ようやくここ日本でも彼女の曲がよく耳にするようになってきた。その人物とは、Rina Sawayamaだ。1990年に新潟県で生まれたRina Sawayamaは、現在ロンドン在住。13歳から音楽活動を始めたという、駿才である。しかもケンブリッジ大学を卒業、The1975やPale Wavesなどが所属するレーベル「Dirty Hits」所属。
去年頃から日本でもテレビで取り上げられたり、VOGUE JAPAN Women of the year 2019に選ばれたりと、徐々に注目は集まっていたものの肝心の楽曲はそこまで耳にする機会はなかったように思う。
「第2のレディー・ガガ」とも形容された彼女だが、それを象徴するような新曲「LUCID」を発表した。この曲は、まさにレディー・ガガのプロデュースも行っているBlood Popとの共同プロデュースで、「Rain On Me」を彷彿とさせるエレクトロ・ナンバー。
MV撮影の裏側も最後にちょっと見ることができるので、ぜひ見ていただきたい。
ただ、日本のラジオやテレビは現在かなりのJ-POP偏重が見られるので、今後、彼女の音楽が出身である日本でどれだけ広がるのか。
彼女のアルバム「SAWAYAMA」を聞いてみると、彼女の音楽性の幅広さに驚かされるはず。アルバム冒頭の「Dynasty」は、ゴシック・メタルを思わせるような重たいギターとストリングスを取り入れ、「STFU!」でもオルタナロック顔負けのギターアレンジとなっている。彼女のルーツには、オルタナロックが必ずどこかに潜んでいるはずだ、と確信している。

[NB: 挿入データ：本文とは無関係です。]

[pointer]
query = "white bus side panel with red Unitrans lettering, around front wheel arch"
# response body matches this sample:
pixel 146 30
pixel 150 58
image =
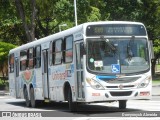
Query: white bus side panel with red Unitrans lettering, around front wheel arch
pixel 60 75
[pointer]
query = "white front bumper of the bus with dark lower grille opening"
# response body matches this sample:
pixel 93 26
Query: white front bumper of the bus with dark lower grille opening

また「Akasaka Sad」「Tokyo Love Hotel」「Tokyo Takeover」といった、日本の地名をタイトルに入れて、楽曲の中にも日本語がちらほら聞こえる曲もある。
以前、日本の音楽の鎖国状態に危機感を抱く、というようなコラムも上梓したが、彼女のように、小さい頃に日本を飛び出し、しっかりとした英語力を持ち海外で評価される日本人というのはきっとこれからどんどん増えていくはず。そういったアーティストを、我々日本に住むリスナーがしっかりとキャッチできているのか、と不安になってしまう。

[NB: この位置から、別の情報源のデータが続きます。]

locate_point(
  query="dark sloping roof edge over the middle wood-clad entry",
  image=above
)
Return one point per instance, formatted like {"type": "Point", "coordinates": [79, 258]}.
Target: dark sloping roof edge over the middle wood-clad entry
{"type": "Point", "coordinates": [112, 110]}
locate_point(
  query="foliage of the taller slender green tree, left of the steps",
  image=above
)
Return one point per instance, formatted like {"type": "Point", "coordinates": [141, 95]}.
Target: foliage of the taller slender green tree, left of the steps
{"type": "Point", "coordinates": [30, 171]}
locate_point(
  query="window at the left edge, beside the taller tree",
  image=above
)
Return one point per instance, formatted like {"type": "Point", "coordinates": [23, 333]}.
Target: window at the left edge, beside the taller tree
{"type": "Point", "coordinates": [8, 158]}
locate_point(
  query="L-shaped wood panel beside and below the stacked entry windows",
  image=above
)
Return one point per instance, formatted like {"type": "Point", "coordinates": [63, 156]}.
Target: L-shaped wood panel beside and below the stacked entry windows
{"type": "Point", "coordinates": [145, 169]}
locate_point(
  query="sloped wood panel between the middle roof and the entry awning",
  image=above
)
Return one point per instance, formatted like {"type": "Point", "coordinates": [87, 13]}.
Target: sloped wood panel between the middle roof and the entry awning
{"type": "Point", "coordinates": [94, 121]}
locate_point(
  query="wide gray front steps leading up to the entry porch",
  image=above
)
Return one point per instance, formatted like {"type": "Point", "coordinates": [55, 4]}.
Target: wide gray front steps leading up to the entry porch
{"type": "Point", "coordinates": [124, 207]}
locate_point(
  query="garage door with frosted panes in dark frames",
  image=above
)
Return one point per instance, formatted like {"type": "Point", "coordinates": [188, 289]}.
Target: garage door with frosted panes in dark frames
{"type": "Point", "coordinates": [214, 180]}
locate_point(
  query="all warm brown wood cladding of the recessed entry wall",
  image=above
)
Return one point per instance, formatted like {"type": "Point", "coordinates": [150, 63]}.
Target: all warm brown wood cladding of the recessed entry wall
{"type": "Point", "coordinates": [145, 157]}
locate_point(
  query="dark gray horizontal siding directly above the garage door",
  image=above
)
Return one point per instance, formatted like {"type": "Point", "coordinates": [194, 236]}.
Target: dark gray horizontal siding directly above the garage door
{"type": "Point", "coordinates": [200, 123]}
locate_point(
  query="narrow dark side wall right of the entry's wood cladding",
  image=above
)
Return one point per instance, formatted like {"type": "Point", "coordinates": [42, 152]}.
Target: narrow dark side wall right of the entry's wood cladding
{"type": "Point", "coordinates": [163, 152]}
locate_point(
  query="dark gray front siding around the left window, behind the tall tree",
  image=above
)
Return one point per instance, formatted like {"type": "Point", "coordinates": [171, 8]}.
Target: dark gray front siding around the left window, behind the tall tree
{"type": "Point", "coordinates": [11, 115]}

もちろん、音楽というのは聴く人によって好みが分かれるので、以前も書いたようにJ-POPというのは日本人の琴線に触れるメロディや歌詞が多いのは疑いの余地はない。しかし、世界基準で活躍している、注目されている日本人を、日本に住む人が「知らない」というのは少し悲しい状況になってしまうので、是非とも彼女の名前と音楽を一度は耳に入れていただきたい。